To repent is always a good idea. The best idea is to find books on the subject from the Middle Ages before the concepts of faith and repentance got watered down during the Renaissance. Many ideas of the Renaissance are important, but do not take the place that the Middle Ages had on the importance of Faith with Reason. (That was the unique contribution of the Middle Ages.)

The issue is really like that of Hegel that there is a kind of dialectical process going on in history in which truth gets steadily clarified. [So even though the Renaissance was an improvement on many things from the Middle Ages, still that does not mean to throw out teh good that was unique to the Medieval period.]

I thought about repentance for some time while I was in Uman and came up with the idea that surely most of my mistakes I am unaware of. Just learning the Gates of Repentance  and other books of Musar of the Middle Ages and Rav Israel Salanter is a help but there can be even after learning Musar many issue that remain unclear. So it occurred to me that at least some of my mistakes I am aware of. I can tell by subsequent events and stemmed directly. So the idea I got was to repent on at least what I know I did wrong. Then with help from above hopefully I might be able to get further. This seemed certainly an advantage to just picking out of  a hat what happens to occur to me what repentance might be.    
The idea of saying the words and going on has a lot to do with trust in God.  It is mentioned in Rav Nahman but goes back all the way to the Gemara itself and brought in the classical medieval  Musar book אורחות צדיקים Ways of the Righteous.

To me it seems like a way to learn not just Gemara but also Physics--but again only with trusting God that you do a small amount if effort and then God sends the blessing.

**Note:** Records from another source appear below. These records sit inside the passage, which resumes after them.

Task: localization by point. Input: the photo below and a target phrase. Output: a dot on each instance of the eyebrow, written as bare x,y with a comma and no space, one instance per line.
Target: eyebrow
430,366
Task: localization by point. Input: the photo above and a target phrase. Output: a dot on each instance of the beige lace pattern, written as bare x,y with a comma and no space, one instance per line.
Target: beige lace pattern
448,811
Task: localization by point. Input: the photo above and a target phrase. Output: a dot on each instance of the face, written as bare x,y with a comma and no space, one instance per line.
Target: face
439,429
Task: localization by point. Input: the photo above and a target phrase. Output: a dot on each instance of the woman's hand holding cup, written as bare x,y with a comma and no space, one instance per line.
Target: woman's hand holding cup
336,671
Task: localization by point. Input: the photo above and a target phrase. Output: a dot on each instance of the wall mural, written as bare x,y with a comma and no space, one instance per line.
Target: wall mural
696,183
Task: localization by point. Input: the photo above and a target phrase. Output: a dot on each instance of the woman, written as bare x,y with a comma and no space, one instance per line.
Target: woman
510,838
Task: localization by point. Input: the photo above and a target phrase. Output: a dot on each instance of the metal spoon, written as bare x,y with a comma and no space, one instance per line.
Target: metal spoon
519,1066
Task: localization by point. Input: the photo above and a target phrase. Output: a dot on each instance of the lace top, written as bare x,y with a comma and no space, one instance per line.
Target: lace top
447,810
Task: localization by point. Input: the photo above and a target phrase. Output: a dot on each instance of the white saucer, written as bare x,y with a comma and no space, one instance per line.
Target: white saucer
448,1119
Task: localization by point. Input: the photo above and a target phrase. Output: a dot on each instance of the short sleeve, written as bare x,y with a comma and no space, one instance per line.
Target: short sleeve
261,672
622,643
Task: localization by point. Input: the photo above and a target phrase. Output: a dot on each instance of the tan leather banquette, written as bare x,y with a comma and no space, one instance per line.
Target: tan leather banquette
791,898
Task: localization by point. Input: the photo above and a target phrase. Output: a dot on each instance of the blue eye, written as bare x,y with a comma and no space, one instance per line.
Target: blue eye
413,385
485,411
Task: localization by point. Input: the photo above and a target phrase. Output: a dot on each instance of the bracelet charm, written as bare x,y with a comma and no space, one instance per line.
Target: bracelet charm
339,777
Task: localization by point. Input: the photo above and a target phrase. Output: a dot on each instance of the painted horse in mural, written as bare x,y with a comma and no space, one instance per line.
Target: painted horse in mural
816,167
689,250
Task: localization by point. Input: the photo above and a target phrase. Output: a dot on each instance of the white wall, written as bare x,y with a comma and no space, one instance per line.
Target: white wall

[But then you also need faith that such a path of learning is in itself worthy and needed. This was definitely the way of books of Musar based on Saadia Gaon. חובות לבבות for example. [Obligations of the Hearts.] However this was an argument in Musar itself. Certainly the disciples of Rav Israel Salanter saw no value and even negative value in any secular studies. I would myself make a distinction between exactly what type of secular studies we would be talking about. Any subject in a University which has the name "studies" attached to it is clearly pseudo science.

16.3.20

People can get psyched up about anything.The Japanese had shown their preference for death rather than surrender already as early as 1942. At first it startled American generals at Saipan until they started seeing that it was no isolated phenomenon, but repeated itself island after island the closer they got to Japan's Islands--not just their conquered territory. This was not Japanese soldiers. It was not even Japanese civilians women and children that threw themselves off cliffs rather than be caught by Americans. That is how much the Japanese soldiers had psyched them up.

So it is in one's interest to have an accurate idea of the "big picture" aka reality.

It is no mystery if a lot of people believe stuff which to you seems ridiculous. That is just the regular ability of humans and other animals to convince themselves of anything. Take pigeons for another example. No other  species is quite as superstitious. Have them step on a bell before they get food a couple of times. They will believe even against all later evidence that that ringing bells is what causes the food to come. And they will not stop stamping on that bell no matter how much or how long it takes--even if never. 

Trust in God. "Bitachon"

There is no algorithm for when one should make effort to get his needs and when one should sit back and trust in the Divine decree. But the closest I  ever got to some kind of resolution about this was Rav Nahman of Breslov in the LeM vol II. Chapter 4. that one should make  a vessel in which the blessing can flow into.

Even in open miracles in the Bible there is always some physical action attached in the same way. Some action by which the blessing can come into the world. E.g. Elisha the prophet telling Neeman the Syrian general to immerse himself in the Jordan seven times in order to be cured.

[I have to add that the only time that trust in God was a real possibility for me in terms of restraint from action was at the Mir in NY for the short time I was there as a student and married. It seems to me the fact that the general atmosphere was such that trust in God was a possibility. A kind of group dynamics. When everyone else was trusting in God, it made it a greater reality for me. And in fact it worked. The more I ceased from action and chose to sit and learn Torah and trusted that God would do everything for me that I needed, the more it happened just like that.